Regardless of whether or not you escape the incoming text, that won't change the fact that our highlighter will not know how to handle mark when told to highlight this code snippet as typescript.

highlight() both in JS and PHP only accept strings and don't have an understanding of DOM nodes. My understanding is when using something like highlightBlock, DOM nodes are taken into account.

This is why I feel a pre+post-processor would be needed so whenever highlight() is called, it's only highlighting valid TypeScript code (like in the example above). The pre-processor would remove the custom HTML and the post-processor would reinsert it. This is why if anything, it'd belong as a utility because this isn't "core highlight.js behavior" and it'd introduce a performance hit since we're now parsing a DOM. So just like splitting into lines, this performance hit would need to be "opt-in" for users.
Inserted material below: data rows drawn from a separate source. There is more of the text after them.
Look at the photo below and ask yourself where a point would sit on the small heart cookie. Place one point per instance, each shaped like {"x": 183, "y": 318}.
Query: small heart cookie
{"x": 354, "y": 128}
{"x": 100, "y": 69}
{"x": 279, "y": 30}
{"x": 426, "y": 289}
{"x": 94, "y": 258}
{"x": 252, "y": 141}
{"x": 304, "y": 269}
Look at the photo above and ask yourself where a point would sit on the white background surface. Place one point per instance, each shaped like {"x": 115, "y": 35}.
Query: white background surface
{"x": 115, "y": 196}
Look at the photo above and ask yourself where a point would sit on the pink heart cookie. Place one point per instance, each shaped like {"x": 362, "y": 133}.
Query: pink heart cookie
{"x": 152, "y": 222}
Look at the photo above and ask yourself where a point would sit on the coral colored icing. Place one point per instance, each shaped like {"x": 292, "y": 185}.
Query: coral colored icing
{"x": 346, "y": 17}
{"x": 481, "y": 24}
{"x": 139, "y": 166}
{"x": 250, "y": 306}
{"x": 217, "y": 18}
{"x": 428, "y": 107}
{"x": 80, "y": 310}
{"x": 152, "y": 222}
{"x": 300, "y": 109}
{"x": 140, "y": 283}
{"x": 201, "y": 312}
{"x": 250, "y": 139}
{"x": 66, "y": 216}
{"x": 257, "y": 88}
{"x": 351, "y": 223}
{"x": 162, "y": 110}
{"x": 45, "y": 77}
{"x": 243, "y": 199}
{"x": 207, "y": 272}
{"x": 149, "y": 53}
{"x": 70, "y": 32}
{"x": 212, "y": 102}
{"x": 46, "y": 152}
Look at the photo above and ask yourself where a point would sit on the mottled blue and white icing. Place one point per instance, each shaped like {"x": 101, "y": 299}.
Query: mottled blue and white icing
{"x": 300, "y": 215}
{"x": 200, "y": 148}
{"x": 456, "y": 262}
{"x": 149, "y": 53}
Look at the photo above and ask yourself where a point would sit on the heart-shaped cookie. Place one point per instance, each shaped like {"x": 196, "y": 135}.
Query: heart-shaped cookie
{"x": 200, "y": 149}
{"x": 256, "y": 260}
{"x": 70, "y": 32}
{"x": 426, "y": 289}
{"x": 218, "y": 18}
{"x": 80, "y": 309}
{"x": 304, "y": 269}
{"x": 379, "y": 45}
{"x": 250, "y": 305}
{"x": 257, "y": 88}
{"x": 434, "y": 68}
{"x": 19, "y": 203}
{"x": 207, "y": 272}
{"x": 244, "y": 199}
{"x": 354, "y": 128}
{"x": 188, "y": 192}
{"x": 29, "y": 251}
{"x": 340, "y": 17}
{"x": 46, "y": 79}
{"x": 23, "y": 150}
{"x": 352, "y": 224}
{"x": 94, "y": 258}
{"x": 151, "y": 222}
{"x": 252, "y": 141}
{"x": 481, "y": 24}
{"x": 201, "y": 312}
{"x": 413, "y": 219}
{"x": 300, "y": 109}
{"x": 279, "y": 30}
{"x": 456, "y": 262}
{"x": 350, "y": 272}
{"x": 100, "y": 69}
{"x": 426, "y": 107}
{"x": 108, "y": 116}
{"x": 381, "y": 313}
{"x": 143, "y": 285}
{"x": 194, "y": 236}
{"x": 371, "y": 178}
taufik-nurrohman commented 4 years ago

Just got an idea. For the preprocessor, I can store the HTML tag match offset using preg_split() and PREG_SPLIT_OFFSET_CAPTURE flag. In the process, I can remove the HTML tags, after process, I can then restore back the splitted HTML tags based on its captured offset data using certain method.

$tokens = preg_split('/(<[^>]+>)/', $input, null, PREG_SPLIT_DELIM_CAPTURE | PREG_SPLIT_OFFSET_CAPTURE);
$out = $hl->highlight('html', strip_tags($input));

$out->value = post_process($out->value, $tokens);
// Etc.
allejo commented 4 years ago

Sure that could possibly work. Just make sure you take into consideration that your offsets will be different from the original source code since highlight() will return all the extra span tags.

allejo commented 4 years ago

After thinking about this further, I'm unable to come up with a solution that would work robustly across multiple languages and scenarios. Right now, both highlight.js and highlight.php take in unescaped code (e.g. HTML, XML, languages with generics) and will auto-escape them during the highlighting process and return valid HTML. I feel like introducing a function like highlightBlock to highlight.php would introduce confusion on how to give code as a parameter (escaped or unescaped), what markup would allow for highlighting lines (e.g. should it be XML?), how to add links inside of code, etc. It's unreliable to parse HTML/XML with regular expressiones, so while it may work in your use case, it won't guarantee it'll work in others.

I'm open to revisiting this topic if someone has a robust way of handling this problem and including it in the HighlightUtilities namespace. Until then, I'll close this issue as "won't fix" and leave my suggestion as: implement this functionality in your projects on top of highlight.php with a pre+post-processor.